Abundant Living Vol. XIII, Issue 46

“Why do you look at the speck of sawdust in your brother’s eye and pay no attention to the plank in your own eye?  – Matthew 7:3 

Fiorello LaGuardia, the colorful Depression era mayor of New York City, once walked into a night court in one of the city’s poorest wards, dismissed the judge for the evening, and took over the bench himself.  A tattered old woman was brought before him charged with stealing a loaf of bread to feed her starving grandchildren.  After hearing the evidence from both sides, LaGuardia upheld the law by punishing the old woman with a ten-dollar fine or ten days in jail.  But even as he was pronouncing the sentence he reached into his own pocket and produced a ten-dollar bill, exclaiming these words to all present in the courtroom: “Here is the ten-dollar fine which I now remit; and furthermore, I am going to fine everyone in this courtroom fifty cents for living in a town where a person has to steal bread so that her grandchildren can eat.  Mr.
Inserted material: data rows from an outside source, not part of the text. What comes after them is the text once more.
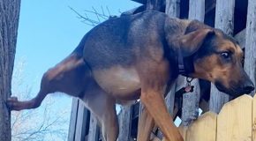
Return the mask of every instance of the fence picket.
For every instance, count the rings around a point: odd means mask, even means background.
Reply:
[[[186,141],[215,141],[217,115],[207,112],[192,122],[186,133]]]
[[[226,103],[217,118],[217,141],[252,141],[252,98]]]

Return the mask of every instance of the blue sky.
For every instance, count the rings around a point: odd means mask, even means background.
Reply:
[[[119,15],[120,11],[132,9],[138,4],[130,0],[21,1],[14,67],[19,61],[25,61],[24,84],[33,86],[34,96],[39,91],[42,74],[67,56],[92,28],[82,23],[69,6],[81,14],[92,7],[101,10],[101,6],[108,6],[111,14]],[[53,99],[57,100],[56,110],[71,108],[70,97],[53,96]],[[70,114],[64,118],[69,116]]]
Bailiff, collect the fines and give them to the defendant.”

Now, being the good citizen that I am, I have always dutifully shown up in court whenever I’ve receive a jury summons.  And there’s one thing that is always predictable.  At some point during the voir dire process the attorneys, as well as the judge, will instruct the jury panel on the importance of weighing all the evidence before passing judgment.

Every time I hear that little admonition I am forced to take pause.  While I’m great at passing judgment on others, something I do frequently, I’m not quite so adept at weighing the evidence.  And there’s good reason for that; for digging deeper into the evidence against someone else has this strange effect of revealing my own guilt.

Mayor LaGuardia must surely have had the same experience in that night court back in January of 1935.  The evidence clearly revealed the woman’s guilt as undeniable.  Yet, in digging deeper, neither was the Mayor able to deny his own, and why he assessed the biggest fine against himself.  After all, he was the mayor of a town where a person had to steal bread so that her grandchildren could eat, which must have caused him to ask himself, “Why do you look at the speck of sawdust in your brother’s eye and pay no attention to the plank in your own eye?”